AI-Driven Generative Project
Runway AI
Design Brief
For this project I was asked to experiment how AI-driven generative work can support my design practice, specifically focusing on my senior capstone, and document the process. It was an exercise to discover how AI-based tools can support my efforts - in research, ideation, prototyping, testing, communication, and other tasks in my project.
My aim is to create marketing collateral images that highlight the conversation ceramic pieces I created for my capstone project.
Software:
The Tool: Runway AI
I explored Runway’s Gen-4 model, a text-to-image generator that uses AI to create visuals based on prompts and reference images. One of its standout features is References, which allows you to generate consistent characters or settings across multiple images using a single reference image.
This tool is designed to preserve key traits—like facial features, clothing, or environments—while letting you change lighting, style, or background through your prompt. It’s particularly useful for building cohesive visual narratives or branding materials where consistency matters.
Runway recommends using high-quality, well-lit references and detailed prompts for best results. While References currently focus on character and location preservation, the platform notes that more reference types and features are in development. Because it’s still a relatively new tool, Runway encourages experimentation. Runway AI also provides a guide on Creating with Gen-4 Image References.

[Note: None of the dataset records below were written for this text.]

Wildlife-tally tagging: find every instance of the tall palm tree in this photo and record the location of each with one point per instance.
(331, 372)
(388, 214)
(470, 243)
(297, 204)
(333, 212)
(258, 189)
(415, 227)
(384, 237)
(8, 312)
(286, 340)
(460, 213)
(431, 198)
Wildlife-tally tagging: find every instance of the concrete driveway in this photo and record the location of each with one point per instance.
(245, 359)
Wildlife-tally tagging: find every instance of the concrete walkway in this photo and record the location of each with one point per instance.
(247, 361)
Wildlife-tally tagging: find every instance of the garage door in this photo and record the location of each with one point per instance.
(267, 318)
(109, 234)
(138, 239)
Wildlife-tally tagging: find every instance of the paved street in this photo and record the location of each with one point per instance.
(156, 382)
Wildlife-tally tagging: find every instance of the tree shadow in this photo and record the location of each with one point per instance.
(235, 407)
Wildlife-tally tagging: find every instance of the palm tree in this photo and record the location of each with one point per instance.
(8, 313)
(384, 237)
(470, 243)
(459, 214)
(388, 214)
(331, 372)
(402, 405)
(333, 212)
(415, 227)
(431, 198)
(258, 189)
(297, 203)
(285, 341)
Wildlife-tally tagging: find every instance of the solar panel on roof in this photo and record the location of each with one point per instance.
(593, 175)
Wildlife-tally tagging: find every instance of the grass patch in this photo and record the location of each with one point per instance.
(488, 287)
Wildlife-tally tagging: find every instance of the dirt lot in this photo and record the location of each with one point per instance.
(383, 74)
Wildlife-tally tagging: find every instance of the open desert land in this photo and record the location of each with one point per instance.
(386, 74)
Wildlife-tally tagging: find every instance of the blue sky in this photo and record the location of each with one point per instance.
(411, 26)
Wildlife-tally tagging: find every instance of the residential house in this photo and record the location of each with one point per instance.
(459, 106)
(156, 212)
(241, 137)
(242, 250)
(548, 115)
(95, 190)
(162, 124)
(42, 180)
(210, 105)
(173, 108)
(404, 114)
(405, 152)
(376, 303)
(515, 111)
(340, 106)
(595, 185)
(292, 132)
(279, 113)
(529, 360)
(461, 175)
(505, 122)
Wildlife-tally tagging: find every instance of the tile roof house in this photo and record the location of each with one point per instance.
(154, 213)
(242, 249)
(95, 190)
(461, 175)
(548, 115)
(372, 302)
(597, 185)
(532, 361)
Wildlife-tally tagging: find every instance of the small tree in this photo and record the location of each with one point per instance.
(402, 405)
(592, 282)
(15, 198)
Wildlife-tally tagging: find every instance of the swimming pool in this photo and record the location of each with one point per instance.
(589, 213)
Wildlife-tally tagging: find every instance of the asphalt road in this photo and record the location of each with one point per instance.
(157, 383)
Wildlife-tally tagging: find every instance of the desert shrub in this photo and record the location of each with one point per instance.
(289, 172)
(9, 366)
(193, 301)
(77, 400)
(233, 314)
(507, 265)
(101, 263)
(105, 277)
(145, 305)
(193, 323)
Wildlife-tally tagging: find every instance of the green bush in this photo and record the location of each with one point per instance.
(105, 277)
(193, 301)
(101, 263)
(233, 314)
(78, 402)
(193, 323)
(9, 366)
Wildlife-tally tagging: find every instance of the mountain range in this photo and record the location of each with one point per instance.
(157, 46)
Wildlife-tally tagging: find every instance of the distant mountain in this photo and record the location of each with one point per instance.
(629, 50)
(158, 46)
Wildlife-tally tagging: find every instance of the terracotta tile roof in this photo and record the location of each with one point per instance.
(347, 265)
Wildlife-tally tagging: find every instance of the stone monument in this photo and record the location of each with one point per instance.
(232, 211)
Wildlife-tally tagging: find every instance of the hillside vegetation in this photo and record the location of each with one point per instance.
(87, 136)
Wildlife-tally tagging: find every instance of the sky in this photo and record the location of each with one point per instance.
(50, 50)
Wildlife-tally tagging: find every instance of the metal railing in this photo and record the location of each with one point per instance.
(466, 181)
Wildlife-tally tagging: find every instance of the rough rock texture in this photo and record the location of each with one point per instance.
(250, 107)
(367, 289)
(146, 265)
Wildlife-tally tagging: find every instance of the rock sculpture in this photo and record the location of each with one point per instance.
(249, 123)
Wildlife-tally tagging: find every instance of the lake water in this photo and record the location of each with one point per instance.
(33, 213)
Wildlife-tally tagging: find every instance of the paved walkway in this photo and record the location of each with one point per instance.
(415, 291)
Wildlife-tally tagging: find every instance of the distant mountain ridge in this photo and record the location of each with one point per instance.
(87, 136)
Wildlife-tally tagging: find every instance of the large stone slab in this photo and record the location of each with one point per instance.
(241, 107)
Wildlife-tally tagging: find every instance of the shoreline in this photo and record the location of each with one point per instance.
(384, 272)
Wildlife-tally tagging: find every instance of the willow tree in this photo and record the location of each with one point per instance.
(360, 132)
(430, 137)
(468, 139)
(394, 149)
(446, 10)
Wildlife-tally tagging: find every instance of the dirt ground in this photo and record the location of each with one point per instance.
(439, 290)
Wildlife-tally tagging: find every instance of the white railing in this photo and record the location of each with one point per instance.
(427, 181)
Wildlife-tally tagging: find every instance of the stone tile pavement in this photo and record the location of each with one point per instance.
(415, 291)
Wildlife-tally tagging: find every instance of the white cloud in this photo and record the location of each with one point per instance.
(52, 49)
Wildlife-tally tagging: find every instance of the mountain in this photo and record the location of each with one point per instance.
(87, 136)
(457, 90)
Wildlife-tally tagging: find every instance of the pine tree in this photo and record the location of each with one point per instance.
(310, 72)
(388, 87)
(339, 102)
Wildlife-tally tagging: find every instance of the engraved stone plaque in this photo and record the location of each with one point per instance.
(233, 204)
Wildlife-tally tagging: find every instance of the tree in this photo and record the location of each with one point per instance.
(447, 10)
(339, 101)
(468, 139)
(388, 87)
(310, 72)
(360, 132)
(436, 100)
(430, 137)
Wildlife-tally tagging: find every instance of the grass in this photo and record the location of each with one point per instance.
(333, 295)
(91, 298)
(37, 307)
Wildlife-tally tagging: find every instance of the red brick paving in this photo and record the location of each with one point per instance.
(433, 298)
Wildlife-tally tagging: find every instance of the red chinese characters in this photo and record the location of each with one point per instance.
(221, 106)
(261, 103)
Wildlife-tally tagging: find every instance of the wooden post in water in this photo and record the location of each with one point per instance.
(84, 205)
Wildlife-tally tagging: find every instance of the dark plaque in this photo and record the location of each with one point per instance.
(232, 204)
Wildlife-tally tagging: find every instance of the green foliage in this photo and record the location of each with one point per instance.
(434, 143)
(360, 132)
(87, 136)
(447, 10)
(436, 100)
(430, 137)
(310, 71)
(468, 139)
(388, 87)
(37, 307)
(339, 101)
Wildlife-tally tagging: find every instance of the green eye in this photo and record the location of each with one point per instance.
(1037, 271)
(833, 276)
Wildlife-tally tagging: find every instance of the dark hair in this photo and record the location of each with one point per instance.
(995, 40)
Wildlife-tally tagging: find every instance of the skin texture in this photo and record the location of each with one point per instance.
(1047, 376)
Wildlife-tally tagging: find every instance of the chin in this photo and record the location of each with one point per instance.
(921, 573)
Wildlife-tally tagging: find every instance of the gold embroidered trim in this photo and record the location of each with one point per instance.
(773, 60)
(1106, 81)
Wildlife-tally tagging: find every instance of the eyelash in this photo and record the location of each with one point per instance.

The Process: Iterating with Runway’s Gen-4 Model
As I worked on creating marketing visuals for my capstone project, I experimented with Runway's Gen-4 model using the References feature. The goal was to generate consistent, styled images of ceramic pieces I designed—playful teacups with conversation starter prompts—across different settings and aesthetics. Below is a breakdown of my process, including the prompts I used and what I learned from each iteration.
1st Attempt
Prompt:
A @dinnerscene featuring @conversationceramics in an intimate @tablesetting
Reference images 1) dinnerscene 2)conversationceramics 3)tablesetting
Result:
The model combined several reference images into one composite scene, but the result lacked clarity and polish. I realized the prompt was too vague and didn’t provide enough visual or emotional detail.
1st Result
2nd Attempt
Prompt:
Two ceramic @cups with playful conversation quotes, held by friends laughing together in a sunny backyard brunch scene.
Reference image 1) cups
Result:
This version captured the mood well—friends laughing in a sunny brunch setting—but the cups were strangely oversized, and the food consisted only of fruit, which felt off-brand.
2nd Result
3rd Attempt
Prompt:
Two ceramic tea @cups with playful conversation quotes, held by friends laughing together in a sunny backyard brunch scene. The photo has a film photography feel, with warm lighting. The brunch scene is aesthetic and minimal.
Reference image 1) cups
Result:
Adding stylistic details helped refine the output. The lighting and composition improved, but the scale of the cups was still too large.
3rd Result
4th Attempt
Prompt:
The @teabowls are displayed on a pedestal at a gallery exhibition alongside other ceramic pieces featuring conversation prompts written on them as seen in the reference photo.
Reference images 1) teabowls 2) reference photo
Result:
I pivoted to a more curated, exhibition-style image. The gallery setup looked clean, but again, the teabowls were disproportionately large.
4th Result
5th & 6th Attempts
Prompt:
The @cups are tea bowl size and appear next to the @flowers in a beautiful tablescape.
Reference images 1) cups 2) flowers
Results:
The first image was close to what I envisioned, though the second cup generated looked off. When I tried prompting the model to remove it, it instead added a teapot spout, diverging from the reference entirely.
5th Result
7th Attempt
Prompt:
A close-up product shot of a ceramic @product with a conversation starter prompt.
Reference image 1) cups
7th Result - First Iteration
6th Result
Result:
This was the most successful result. The image closely resembled my original product, with no bizarre additions or distortions. The visual clarity and focus made it ideal for a marketing asset.
7th Result - Second Iteration
Reflection
One of the most challenging parts of working with Runway’s Gen-4 model was learning how to write effective prompts. I initially underestimated how much the wording, order, and specificity of a prompt could impact the output. Many of the flaws I saw—like oversized cups, irrelevant objects, or missing design details—weren’t just technical failures. They were often tied to the way I was communicating with the model.
As someone new to prompt engineering, I found it difficult to balance being descriptive without overwhelming the model. Sometimes I was too vague; other times, too specific in ways that caused the AI to focus on the wrong things. Each attempt taught me how sensitive the tool is to phrasing—and how much trial and error is required to get results that feel intentional.
While Runway’s References feature showed promise in maintaining aesthetic and character consistency, it often struggled with accuracy—especially in product-focused scenarios where scale and detail really matter. In the end, the tool worked better as a conceptual aid than as a source for final assets.
This process helped me realize that using AI creatively isn’t just about having access to advanced tools, it’s about developing a new kind of literacy. Prompt writing is its own craft.